Lily Allen and The Politics Of Self-Interest

I know, I’m a week late writing about Lily Allen and her attempts to back Peter Mandelson’s campaign to have ‘persistent file sharers’ internet connections taken away. (and in the meantime, she’s taken down her anti-file sharing blog, and allegedly quit music!)

There have been a lot of responses to this, many of them suggesting that Lily (and her brothers in arms James Blunt and Gary Barlow) don’t make music worth buying so they deserve to have it pirated…

So let’s deal with that first. Your (or my) impression of the ‘worth’ of Lily Allen’s music has no bearing whatsoever on whether she’s talking sense or not. She could be John Coltrane saying this, or she could be the Reynolds Girls. It makes no odds.

What’s more important is why she’s saying it.
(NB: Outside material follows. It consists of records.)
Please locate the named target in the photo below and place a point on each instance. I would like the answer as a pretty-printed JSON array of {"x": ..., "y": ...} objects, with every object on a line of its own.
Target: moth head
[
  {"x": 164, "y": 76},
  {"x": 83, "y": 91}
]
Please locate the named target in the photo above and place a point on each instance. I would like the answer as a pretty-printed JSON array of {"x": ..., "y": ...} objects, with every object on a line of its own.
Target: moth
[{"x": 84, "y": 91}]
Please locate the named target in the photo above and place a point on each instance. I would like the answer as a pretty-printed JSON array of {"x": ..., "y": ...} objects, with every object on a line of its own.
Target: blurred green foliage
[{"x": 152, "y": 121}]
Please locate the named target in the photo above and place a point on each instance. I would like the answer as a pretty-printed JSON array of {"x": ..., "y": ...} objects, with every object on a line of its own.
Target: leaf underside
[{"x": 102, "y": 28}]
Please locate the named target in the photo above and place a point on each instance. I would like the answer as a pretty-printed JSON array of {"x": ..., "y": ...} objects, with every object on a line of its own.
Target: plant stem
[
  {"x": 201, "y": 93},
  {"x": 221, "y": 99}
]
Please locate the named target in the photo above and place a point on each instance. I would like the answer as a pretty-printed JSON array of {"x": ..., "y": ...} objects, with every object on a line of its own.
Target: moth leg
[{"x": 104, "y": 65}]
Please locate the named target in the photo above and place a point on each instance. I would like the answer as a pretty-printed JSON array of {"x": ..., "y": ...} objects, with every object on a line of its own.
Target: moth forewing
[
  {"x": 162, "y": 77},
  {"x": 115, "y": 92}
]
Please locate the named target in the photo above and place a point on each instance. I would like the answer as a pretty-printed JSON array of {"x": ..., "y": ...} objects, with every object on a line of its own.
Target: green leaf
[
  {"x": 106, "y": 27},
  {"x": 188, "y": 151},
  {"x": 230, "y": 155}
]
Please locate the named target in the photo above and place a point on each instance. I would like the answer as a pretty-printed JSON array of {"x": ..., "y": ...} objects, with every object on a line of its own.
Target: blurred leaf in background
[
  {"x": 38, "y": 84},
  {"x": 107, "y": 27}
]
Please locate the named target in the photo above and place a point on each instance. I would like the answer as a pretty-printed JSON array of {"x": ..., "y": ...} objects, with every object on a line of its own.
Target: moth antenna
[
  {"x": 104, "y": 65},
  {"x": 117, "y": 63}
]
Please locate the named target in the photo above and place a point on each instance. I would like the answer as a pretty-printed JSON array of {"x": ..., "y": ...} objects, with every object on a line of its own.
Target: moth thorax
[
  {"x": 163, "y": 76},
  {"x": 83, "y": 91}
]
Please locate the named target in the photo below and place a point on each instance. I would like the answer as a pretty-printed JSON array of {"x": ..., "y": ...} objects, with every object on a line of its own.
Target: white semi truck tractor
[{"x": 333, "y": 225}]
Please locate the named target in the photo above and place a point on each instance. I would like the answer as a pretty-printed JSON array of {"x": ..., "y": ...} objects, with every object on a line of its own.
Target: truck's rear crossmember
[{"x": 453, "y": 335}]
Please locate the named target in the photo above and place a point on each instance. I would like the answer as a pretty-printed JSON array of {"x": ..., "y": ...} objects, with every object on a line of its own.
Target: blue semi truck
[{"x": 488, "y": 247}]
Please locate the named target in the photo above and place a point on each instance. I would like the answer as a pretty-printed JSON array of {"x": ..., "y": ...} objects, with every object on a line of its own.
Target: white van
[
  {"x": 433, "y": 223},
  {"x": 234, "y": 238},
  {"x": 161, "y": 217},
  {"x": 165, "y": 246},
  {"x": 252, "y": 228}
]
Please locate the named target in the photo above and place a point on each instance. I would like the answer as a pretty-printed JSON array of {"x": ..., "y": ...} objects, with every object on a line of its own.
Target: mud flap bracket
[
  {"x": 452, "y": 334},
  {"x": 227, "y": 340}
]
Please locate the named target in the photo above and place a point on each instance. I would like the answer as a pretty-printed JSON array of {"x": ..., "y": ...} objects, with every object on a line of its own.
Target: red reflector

What’s her interest in it? Is she broke? I’m guessing not. Are her records not selling? Uhm, I think she’s had two number 1 albums… Does she REALLY care about ‘record company investment’ in up and coming artists? How can she when after TWO NUMBER ONE ALBUMS she claims that “The days of me making money from recording music has been and gone as far as I’m concerned ” – this is completely insane! I MAKE MONEY FROM RECORDED MUSIC AND I SELL LESS THAN A THOUSAND PHYSICAL ALBUMS A YEAR!!! [deep breath…]

Does she really think that that’s the way bands will be discovered these days, and in the future? by record companies spending money in the way they have for the past 40 years??? Does she also think that ‘success’ in the future will be measured by the 100s of thousands of ‘units’ you sell (while still failing to recoup), or your ability to play the music you love to an audience who love it without going into debt to a record company ‘advance’ to do it

As someone who made a massive deal out of the fact that her fanbase was a ‘grass roots’ thing, growing on Myspace (a free service), her advocacy for large scale record company expenditure being vital to the future of the record industry seems ill-thought-out at best, and outright misinformation at worst.

Is her objection really as ‘moral/ethical’ as her language implies it to be? Does she really think that the moral implications of people sharing music online are so heinous? (and let’s not forget that the tools that make it possible are also used increasingly by musicians to deliberately make their music available for free so that their audience can do their promo for them – a process that was previously MASSIVELY expensive, and most of the time, not recouped on record sales, due to the wastage and speculation involved…)

Does she really believe that in the world of commerce around music, the moral imperative lies with the actions of big record labels, and that fans downloading the music they WANT TO LISTEN TO are in some way ethically compromised by that desire and action?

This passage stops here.